Ceramics and its Dimensions PT.1 // Congress 2017


  Can Ceramics Make a Difference? ~  Claudia Casali 

Claudia Casali at Potteries Museum and Art Gallery, Stoke-On-Trent. /Ceramics and it's Dimensions Congress, Oct 2017


Claudia Casali - Director of the International Museum of Ceramics, Faenza, Italy.  opened the congress with the first keynote. Can Ceramics Make a Difference? -  When ceramics make a difference. Her breadth of knowledge of ceramics was particularly engaging, and she approached discussion and debate about the social and cultural elements of the ceramics trade with enthusiasm. 

Culture symbols from 16th-century European ceramics are where Casali began her venture through the history of ceramics. It's interesting to think about the social implications of Ceramics today to compare to this time of high culture where the wealthy indulged in extravagant pottery to decorate their homes. In the 21st-Century, earthenware is much more accessible due to industrialisation of the industry and consumerism. (Casali canvasses this towards the end.)
She spoke of Porcelain titled 'White Gold', an example of the rarity of extravagant ceramics and the worth of these pieces to the upper class of the 16th-Century.
Gio Ponti, Orcio Prospectica, 1925, Maiolica

Casali transitioned fluently into cultural points of reference. She referenced not only iconic ceramicists; but movements in Art History that have guided the development of ceramics design.
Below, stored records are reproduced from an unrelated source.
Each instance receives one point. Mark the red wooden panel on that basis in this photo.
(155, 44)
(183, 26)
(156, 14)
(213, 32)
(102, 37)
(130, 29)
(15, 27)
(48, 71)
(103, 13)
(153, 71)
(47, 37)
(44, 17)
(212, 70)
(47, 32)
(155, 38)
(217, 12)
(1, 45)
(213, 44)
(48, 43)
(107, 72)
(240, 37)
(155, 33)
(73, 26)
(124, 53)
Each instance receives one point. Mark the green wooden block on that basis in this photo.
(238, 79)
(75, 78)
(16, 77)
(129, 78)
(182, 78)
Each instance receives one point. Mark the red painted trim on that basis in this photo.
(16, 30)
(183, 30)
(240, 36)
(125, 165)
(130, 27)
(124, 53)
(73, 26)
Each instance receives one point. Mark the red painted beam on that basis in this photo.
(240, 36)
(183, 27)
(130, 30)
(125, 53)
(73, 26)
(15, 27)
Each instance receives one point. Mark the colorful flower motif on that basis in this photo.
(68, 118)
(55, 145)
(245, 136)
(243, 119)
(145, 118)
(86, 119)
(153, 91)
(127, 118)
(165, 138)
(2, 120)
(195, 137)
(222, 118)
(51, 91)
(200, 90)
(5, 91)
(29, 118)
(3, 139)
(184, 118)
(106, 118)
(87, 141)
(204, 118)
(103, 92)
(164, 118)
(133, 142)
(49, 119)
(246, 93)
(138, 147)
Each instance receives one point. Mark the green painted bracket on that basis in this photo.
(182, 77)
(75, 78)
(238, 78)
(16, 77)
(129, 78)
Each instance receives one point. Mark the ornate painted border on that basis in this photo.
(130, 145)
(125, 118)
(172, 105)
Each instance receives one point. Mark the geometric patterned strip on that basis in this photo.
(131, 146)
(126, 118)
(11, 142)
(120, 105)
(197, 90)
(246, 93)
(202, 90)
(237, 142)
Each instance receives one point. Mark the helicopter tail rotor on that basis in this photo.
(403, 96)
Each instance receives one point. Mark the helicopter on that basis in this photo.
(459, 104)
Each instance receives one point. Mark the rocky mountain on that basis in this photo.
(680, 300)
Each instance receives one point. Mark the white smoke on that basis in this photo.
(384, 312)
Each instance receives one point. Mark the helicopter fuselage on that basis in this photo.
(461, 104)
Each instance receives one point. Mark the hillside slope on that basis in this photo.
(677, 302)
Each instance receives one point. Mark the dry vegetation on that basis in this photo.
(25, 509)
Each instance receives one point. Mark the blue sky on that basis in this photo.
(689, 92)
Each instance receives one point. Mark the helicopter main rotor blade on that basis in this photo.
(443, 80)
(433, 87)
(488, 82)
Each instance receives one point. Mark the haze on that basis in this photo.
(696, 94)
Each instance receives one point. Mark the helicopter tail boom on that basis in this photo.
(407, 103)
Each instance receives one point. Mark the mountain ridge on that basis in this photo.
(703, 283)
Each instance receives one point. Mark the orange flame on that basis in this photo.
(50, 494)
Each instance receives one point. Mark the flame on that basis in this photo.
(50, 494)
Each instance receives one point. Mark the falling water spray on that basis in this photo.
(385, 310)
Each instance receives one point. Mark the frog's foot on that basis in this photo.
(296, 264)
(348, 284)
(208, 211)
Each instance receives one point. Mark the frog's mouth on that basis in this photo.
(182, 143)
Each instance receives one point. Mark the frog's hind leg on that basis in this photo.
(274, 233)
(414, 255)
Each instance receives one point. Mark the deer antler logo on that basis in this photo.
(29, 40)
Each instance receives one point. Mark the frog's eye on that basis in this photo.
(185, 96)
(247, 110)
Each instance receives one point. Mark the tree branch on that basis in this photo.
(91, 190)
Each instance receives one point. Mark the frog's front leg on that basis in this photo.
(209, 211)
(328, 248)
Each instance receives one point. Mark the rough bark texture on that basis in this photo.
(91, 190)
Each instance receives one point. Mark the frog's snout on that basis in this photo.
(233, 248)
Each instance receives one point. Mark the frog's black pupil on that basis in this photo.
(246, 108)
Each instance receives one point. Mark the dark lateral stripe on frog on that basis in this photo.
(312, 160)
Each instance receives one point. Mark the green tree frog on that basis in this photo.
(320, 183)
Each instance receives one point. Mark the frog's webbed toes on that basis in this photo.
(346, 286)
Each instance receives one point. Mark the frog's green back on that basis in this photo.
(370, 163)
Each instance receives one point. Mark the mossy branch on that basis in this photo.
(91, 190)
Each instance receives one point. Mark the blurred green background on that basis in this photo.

This allowed access into a deeper understanding of ceramics as a form of Art. Ceramics and Pottery is a skill that goes unnoticed, possibly due to popularity of other modes of creative practice such as painting, video work etc.

She referenced Futurism as a 'new approach to reality' , advances in machinery and technology attaching new values to ceramics. This suggested an altered frame of mind from artist and society due to the swift advancement in world affairs. Influences and teaching from the Bauhaus(1919) and the 'Scuola du Ceramica' (1919) bred the new generation of designers and thinkers that changed the aesthetic and understanding of ceramics to fit with the changing contemporary climate.

The transdisciplinary nature of contemporary ceramics is an issue that was particularly interesting. Again the Bauhaus School of Art and Design bought together artists, architects, designers, philosophers, inevitably influencing one another. This leads to a richness in the trade that appeals to much larger audience. She noted that the new sentiment of the International Art Fair also bought together a range of influences to ceramics from not only across Europe but all over the world.


"The international exchange is important to share another heritage, sharing ideas its a way of learning, developing. Not only personally but for a wider cultural impact. Moments of exchange create long lasting bridges between countries linked with a passion for the craft."
This chain-reaction of inspiration and influences that reverberates globally, reverts back to that first initial question 'Can Ceramics Make a Difference?' Casali intelligently linked points of reference to the history of ceramics, connected it to the effect of that on contemporary ceramics today to return to this notion of the trade having a large impact on our social climate.


The impact of the war on the ceramics trade was another interesting concept she debated. Creativity was diluted by Nazi Leadership and infiltration. Only 10 years of Avant-Grade design was sustained, the political interference took designers back to a bare, classical mode of ceramic production.

She illustrated her discussion with post-war ceramics design and spoke of a new poeticism that came after the war. A different value for materiality, one of destruction, that acted as a counterpart to our societies after the war. Here Casali returned again to her question- when ceramics make a difference.

Lucio Fontana,Concetto Spaziale, Attesa, c. 1964
The example of Lucio Fontana's 'Spatial Concept' illustrated her ideas about a new materiality. His destruction of surface provides an existentialist reflection on human society and the human condition, an important part of understanding our place in society.
Casali concluded on a new question. What does it mean making ceramics today?
Moving our mode of thinking from other disciplines influencing ceramics to ceramics playing a role in other contemporary industries. For example architecture, environmental sciences and interestingly medicine. Innovative inventions in ceramic restorative body parts have had a increasingly positive impact on human quality of life.

In this fist keynote, Casali laid out the objectives this conference aimed to debate with her discussion around the impact ceramics has had on our sociological antiquity. She also unlocked an understanding of the richness of ceramics; that is in fact a part of our heritage not only in Stoke-On-Trent but globally.